SUR LES TRACES DU « GANT ROUGE »
lundi 31 août 2009 :: BIBLIO-NOMADIE :: Alerter la modération
C'est une belle histoire qui vient d'arriver à Michel Forrier. Ancien garde républicain, à la retraite depuis 2000, il s'est installé à Cambo dans un but précis : assouvir sa passion pour Rostand. Pour Edmond, bien sûr, mais aussi pour toute la famille. Depuis Eugène, son père, économiste et avocat, jusqu'à François, le fils de Jean, mathématicien et ami de Boris Vian. Ce qui l'intéresse particulièrement dans cette famille, c'est « l'élan d'humanisme qui les relie. Bien qu'ils soient issus de la grande bourgeoisie, ils ont tous besoin de se mettre au service des autres. »

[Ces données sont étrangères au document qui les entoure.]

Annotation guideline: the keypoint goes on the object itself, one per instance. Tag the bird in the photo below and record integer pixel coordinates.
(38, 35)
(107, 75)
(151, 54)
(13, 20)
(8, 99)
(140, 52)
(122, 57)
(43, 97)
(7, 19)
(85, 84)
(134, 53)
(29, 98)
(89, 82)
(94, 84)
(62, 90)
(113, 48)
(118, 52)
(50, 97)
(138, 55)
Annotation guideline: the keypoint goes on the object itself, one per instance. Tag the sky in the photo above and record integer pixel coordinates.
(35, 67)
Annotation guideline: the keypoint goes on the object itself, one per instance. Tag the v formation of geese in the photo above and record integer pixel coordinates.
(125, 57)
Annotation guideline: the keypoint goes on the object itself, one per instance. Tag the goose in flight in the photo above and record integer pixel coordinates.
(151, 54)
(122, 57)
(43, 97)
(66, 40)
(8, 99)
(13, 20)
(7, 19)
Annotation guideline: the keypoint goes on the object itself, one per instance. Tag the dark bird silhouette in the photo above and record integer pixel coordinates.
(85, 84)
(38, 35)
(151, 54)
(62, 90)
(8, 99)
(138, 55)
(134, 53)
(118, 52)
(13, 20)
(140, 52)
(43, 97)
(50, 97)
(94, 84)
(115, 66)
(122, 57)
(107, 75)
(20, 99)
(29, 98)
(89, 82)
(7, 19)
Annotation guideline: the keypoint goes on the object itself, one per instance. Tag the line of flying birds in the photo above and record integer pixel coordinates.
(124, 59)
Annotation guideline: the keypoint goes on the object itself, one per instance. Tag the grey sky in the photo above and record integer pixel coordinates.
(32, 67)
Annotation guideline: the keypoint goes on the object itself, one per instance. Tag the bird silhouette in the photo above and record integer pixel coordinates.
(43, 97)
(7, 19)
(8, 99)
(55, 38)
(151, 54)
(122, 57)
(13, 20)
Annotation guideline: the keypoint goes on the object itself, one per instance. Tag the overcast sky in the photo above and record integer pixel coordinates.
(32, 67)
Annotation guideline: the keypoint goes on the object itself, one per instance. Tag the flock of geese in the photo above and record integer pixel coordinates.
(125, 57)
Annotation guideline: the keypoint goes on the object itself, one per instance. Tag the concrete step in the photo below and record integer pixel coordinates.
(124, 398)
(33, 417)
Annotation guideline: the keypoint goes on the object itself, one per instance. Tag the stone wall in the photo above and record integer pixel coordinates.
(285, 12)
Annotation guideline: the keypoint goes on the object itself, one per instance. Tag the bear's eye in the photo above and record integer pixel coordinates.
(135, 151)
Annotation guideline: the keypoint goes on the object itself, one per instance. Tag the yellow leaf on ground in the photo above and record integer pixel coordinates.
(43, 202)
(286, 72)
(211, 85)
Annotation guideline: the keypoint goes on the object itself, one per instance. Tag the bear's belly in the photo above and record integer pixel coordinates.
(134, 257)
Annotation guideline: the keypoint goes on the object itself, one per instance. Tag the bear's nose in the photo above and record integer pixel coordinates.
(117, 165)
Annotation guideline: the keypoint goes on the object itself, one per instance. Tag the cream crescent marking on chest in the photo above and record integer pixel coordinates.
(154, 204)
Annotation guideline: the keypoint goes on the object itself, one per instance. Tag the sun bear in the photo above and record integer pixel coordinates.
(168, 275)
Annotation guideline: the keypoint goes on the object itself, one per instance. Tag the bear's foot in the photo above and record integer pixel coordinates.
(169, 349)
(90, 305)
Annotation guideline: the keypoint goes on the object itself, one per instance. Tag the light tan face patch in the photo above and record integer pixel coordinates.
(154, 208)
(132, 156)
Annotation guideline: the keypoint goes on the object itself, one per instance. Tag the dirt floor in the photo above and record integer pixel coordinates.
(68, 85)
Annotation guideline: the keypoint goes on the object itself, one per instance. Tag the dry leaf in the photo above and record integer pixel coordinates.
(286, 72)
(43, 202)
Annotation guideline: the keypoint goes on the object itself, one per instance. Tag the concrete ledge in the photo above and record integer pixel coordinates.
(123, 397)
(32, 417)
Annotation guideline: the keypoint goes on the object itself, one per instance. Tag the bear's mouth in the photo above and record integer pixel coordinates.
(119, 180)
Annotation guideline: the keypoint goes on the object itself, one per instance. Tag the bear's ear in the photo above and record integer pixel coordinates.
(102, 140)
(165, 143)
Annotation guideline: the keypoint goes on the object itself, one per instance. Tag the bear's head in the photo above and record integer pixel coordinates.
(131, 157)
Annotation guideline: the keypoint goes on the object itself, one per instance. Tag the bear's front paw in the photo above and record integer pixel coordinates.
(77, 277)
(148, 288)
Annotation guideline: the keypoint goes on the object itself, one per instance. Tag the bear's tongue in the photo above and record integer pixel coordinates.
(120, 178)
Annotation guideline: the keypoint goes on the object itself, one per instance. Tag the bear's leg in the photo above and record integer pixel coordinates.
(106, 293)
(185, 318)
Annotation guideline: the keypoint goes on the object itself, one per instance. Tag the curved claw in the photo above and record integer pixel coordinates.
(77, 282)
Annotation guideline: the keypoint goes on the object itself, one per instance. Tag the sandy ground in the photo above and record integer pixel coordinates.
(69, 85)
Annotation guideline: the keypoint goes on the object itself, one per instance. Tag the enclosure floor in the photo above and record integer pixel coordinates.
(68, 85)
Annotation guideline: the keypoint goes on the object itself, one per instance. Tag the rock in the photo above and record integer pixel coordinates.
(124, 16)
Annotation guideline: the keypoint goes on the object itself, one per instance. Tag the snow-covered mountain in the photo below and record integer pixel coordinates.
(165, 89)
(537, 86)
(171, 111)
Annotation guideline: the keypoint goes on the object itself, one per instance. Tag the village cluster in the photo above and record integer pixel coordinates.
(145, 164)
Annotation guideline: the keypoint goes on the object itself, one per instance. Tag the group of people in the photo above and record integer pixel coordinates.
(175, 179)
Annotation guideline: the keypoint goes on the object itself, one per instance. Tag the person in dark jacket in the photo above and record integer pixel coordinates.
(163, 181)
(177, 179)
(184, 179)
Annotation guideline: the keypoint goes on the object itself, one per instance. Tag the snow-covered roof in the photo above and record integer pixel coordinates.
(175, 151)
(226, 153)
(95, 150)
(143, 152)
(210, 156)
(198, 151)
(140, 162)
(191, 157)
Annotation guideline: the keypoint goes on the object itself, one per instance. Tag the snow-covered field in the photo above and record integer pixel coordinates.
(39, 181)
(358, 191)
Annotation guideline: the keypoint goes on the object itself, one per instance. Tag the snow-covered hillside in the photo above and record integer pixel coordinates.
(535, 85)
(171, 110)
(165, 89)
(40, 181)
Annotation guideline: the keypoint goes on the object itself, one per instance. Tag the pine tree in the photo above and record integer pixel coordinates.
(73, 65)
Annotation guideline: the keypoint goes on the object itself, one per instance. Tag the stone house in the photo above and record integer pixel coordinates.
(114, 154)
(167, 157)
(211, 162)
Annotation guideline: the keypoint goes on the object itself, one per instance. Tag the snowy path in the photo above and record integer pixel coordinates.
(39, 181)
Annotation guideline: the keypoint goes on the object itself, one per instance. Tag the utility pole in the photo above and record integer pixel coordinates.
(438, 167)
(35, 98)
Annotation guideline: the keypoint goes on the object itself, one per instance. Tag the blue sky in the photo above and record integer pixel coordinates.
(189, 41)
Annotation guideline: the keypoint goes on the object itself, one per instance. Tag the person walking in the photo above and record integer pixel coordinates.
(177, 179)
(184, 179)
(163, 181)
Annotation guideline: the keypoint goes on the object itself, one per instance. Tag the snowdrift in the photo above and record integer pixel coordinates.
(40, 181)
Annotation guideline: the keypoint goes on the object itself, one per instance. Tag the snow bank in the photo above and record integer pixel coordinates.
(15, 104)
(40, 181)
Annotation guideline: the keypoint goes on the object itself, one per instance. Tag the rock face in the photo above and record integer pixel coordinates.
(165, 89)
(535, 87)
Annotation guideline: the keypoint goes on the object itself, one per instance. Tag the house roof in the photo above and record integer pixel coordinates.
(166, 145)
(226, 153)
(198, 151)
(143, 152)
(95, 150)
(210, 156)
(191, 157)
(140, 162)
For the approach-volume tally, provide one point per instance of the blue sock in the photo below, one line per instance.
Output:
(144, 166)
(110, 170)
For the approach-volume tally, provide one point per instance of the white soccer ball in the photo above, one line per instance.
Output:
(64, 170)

Quand il est arrivé à Cambo, Michel Forrier était déjà en possession d'une importante documentation. Et il a, bien sûr, poursuivi ses recherches sur place, publiant notamment La Petite Histoire d'Arnaga, en 2006 (éditions Pyrémonde) et l'an dernier Madame Simone (Le Croît vif), biographie de la comédienne qui interpréta plusieurs pièces de Rostand (1).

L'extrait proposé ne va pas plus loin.